(Photo by Rick Mason)
It can be pretty hard to ask for help.
But what if, every time you needed it, you got to ask a room full of the smartest, most creative, eager-to-help friends?
That’s exactly what some organizations are doing through open innovation.
Consider an example laid out by SURGE Growth keynote speaker Safi Bahcall in his bestseller, “Loonshots,” which examines and lays out how to create space in your organization to let crazy ideas have a chance to succeed and — just maybe — change the world.
In his book, Bahcall defines open innovation as the joint development between companies and customers of new ideas, technologies or markets. He points to the Defense Advanced Research Projects Agency, or DARPA, as it’s more commonly known, for an example. The government agency is tasked with developing new and emerging technologies for the American military.
A decade ago, when DARPA was looking to celebrate the 40th anniversary of the Internet, which is widely considered the result of a DARPA project, a half-joke turned into a real endeavor for the government agency. By creating a public experiment, they’d be able to take a look at how to crowdsource the answer to a problem. And so, they stuck 10 balloons in various public spaces around the country. The first team to find them all would earn $40,000.
The balloon team planned to run the experiment for a week, but there was no need: The winning team had found all 10 balloons in less than nine hours.

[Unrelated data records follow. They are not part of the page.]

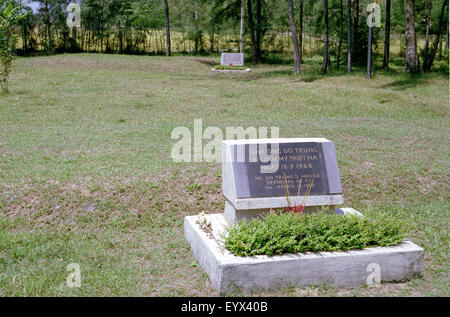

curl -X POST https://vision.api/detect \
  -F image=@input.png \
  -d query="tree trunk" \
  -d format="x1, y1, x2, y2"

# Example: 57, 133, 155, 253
72, 27, 77, 52
424, 0, 432, 54
240, 0, 245, 53
337, 0, 343, 68
194, 3, 199, 54
255, 0, 262, 61
366, 6, 373, 79
322, 0, 329, 74
399, 0, 405, 57
298, 0, 303, 64
100, 24, 104, 53
288, 0, 300, 74
382, 0, 391, 69
405, 0, 420, 72
347, 0, 352, 72
423, 0, 448, 71
247, 0, 257, 63
22, 24, 27, 53
446, 18, 449, 50
352, 0, 359, 59
164, 0, 171, 56
18, 0, 25, 53
45, 2, 53, 53
119, 31, 123, 54
210, 26, 215, 53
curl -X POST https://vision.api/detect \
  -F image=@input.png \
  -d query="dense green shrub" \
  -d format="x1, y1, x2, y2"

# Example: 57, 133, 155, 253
225, 211, 408, 257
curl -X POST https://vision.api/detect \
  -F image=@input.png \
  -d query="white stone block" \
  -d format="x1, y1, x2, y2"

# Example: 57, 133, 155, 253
211, 68, 251, 73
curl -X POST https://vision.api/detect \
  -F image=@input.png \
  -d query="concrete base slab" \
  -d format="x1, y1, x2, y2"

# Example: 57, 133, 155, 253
211, 68, 251, 73
184, 212, 424, 294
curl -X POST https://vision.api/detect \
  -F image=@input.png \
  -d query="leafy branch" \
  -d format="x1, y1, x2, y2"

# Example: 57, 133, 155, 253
0, 0, 28, 94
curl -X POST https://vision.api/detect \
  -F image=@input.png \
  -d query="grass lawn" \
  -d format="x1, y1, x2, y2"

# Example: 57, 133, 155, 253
0, 53, 448, 296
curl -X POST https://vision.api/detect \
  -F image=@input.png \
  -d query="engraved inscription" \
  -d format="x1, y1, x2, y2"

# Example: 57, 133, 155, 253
244, 143, 330, 197
221, 53, 244, 66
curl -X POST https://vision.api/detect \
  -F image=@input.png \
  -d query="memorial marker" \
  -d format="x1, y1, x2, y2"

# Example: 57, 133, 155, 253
184, 137, 424, 292
221, 53, 244, 66
222, 138, 343, 223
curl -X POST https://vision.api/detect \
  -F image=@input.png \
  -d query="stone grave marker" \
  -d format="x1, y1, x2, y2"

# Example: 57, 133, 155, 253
222, 138, 343, 223
184, 137, 424, 292
221, 53, 244, 66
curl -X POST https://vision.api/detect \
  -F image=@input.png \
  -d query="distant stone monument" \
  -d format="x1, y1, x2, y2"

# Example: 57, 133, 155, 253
221, 53, 244, 66
212, 53, 250, 73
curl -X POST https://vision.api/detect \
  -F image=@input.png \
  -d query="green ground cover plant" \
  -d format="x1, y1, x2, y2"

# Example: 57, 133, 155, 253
225, 211, 408, 257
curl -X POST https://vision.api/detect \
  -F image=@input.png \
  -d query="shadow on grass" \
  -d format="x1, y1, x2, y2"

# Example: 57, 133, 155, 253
377, 68, 448, 90
207, 53, 449, 86
233, 63, 365, 83
379, 74, 424, 90
194, 58, 219, 67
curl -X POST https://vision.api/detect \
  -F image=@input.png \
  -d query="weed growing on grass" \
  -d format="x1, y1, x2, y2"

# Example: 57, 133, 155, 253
186, 183, 201, 193
225, 211, 408, 257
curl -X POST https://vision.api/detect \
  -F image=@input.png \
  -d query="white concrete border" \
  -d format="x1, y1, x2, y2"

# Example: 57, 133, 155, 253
184, 211, 424, 293
211, 68, 251, 73
231, 195, 344, 210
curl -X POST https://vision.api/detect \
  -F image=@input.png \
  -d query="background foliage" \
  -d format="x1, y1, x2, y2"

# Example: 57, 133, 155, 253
11, 0, 448, 67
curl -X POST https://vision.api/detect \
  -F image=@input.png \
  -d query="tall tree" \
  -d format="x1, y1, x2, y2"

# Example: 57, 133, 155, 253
424, 0, 431, 55
164, 0, 171, 56
422, 0, 448, 71
405, 0, 420, 72
351, 0, 359, 59
298, 0, 303, 64
240, 0, 244, 53
288, 0, 300, 74
336, 0, 343, 68
347, 0, 352, 72
446, 18, 449, 50
366, 0, 374, 79
193, 1, 200, 53
398, 0, 405, 56
247, 0, 257, 62
255, 0, 262, 61
322, 0, 329, 74
42, 0, 53, 53
382, 0, 391, 69
17, 0, 29, 52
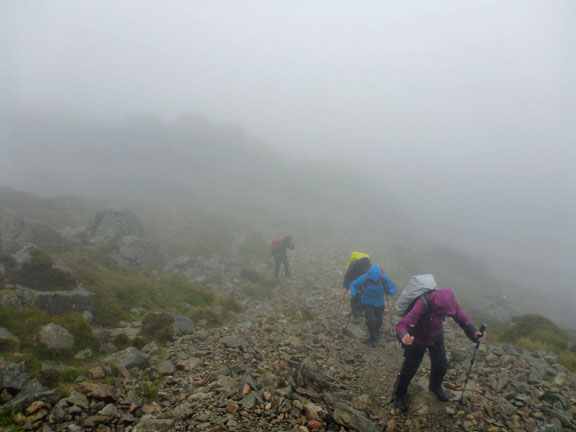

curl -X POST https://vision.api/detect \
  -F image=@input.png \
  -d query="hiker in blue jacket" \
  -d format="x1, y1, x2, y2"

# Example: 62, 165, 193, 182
350, 265, 397, 347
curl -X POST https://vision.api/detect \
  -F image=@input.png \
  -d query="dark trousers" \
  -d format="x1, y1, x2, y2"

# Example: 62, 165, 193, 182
350, 294, 363, 317
395, 332, 448, 396
363, 304, 384, 341
273, 253, 290, 279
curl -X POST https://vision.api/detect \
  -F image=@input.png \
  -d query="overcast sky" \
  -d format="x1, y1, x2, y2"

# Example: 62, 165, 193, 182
1, 1, 575, 283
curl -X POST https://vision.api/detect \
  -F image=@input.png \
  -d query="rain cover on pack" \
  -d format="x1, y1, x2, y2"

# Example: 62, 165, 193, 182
395, 274, 438, 316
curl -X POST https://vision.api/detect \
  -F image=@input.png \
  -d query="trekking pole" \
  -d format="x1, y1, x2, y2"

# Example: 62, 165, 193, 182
336, 288, 348, 312
385, 295, 398, 352
342, 312, 353, 333
390, 324, 415, 403
458, 323, 486, 406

So, how’d they do it? As Bahcall writes, a team at the Massachusetts Institute of Technology launched a reward strategy to create its own crowd. Each balloon was pegged at one-tenth of the grand prize, and everyone who helped find them would get a cut of the prize money.

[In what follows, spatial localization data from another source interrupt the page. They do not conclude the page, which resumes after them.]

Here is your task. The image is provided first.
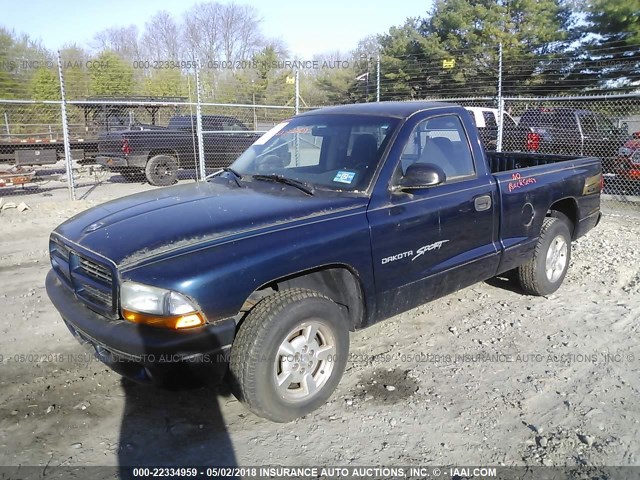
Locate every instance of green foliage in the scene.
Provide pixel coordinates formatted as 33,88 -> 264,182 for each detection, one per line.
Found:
2,1 -> 639,106
0,30 -> 19,99
315,65 -> 366,104
29,68 -> 60,100
60,45 -> 92,100
587,0 -> 640,45
143,69 -> 187,97
378,0 -> 579,98
573,0 -> 640,91
89,51 -> 135,96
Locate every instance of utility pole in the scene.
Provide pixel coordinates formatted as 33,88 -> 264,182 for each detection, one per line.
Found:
252,80 -> 257,131
365,60 -> 370,102
295,69 -> 300,115
57,50 -> 75,201
496,42 -> 504,153
195,60 -> 206,180
376,55 -> 381,102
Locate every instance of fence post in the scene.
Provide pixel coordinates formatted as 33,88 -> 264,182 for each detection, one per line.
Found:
56,50 -> 75,201
295,68 -> 300,115
496,42 -> 504,153
376,55 -> 381,102
3,112 -> 9,135
194,60 -> 206,181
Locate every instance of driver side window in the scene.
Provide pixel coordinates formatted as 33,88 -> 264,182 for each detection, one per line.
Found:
399,115 -> 475,182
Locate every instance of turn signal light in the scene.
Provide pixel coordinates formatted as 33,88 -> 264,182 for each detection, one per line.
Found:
122,309 -> 205,329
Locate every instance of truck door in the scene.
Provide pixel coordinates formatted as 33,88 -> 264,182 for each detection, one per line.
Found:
367,112 -> 500,320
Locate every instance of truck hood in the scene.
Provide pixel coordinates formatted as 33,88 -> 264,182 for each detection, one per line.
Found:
53,180 -> 367,267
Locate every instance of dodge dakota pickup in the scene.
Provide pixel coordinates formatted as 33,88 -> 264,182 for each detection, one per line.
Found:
46,102 -> 602,422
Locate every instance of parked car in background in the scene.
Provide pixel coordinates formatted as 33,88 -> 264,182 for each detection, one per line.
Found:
518,107 -> 630,173
47,101 -> 602,422
612,131 -> 640,193
96,115 -> 260,186
464,107 -> 527,152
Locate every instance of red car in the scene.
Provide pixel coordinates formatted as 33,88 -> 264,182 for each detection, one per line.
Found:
615,132 -> 640,184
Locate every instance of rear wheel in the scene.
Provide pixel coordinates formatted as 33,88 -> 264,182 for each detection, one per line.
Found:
229,288 -> 349,422
517,216 -> 571,296
145,155 -> 178,186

This strategy, of opening up about a problem and publicly creating a team to solve it, requires a different way of thinking but relies on some of the oldest rewards in history: autonomy, visibility and peer recognition. DARPA harnessed open innovation by using the balloon challenge learn more about motivating crowds.
Open innovation is becoming more and more common, Bahcall wrote. It helped the Coors Brewing Company develop the cold-activated logo that change color when your beer is cold enough to drink, and it helped Kraft Foods create melt-resistant chocolate. In their book “New Power,” Jeremy Heimans and Henry Timms describe the crowdsourcing Lego relies on to create new kits and provide feedback on “The Lego Movie.” They also tell how NASA opened up about several problems it was trying to solve and ended up with a new model to forecast solar storms more quickly and more accurately than they ever had before. And the answer came from a semi-retired telecommunications engineer.
So, what do all these lessons about open innovation tell us? They mean that we are not the smartest people in the room, especially when you consider the room can include thousands of people.
They also mean that, to find the most creative, innovative ways to solve problems, we should expect the answers to come from somewhere unexpected.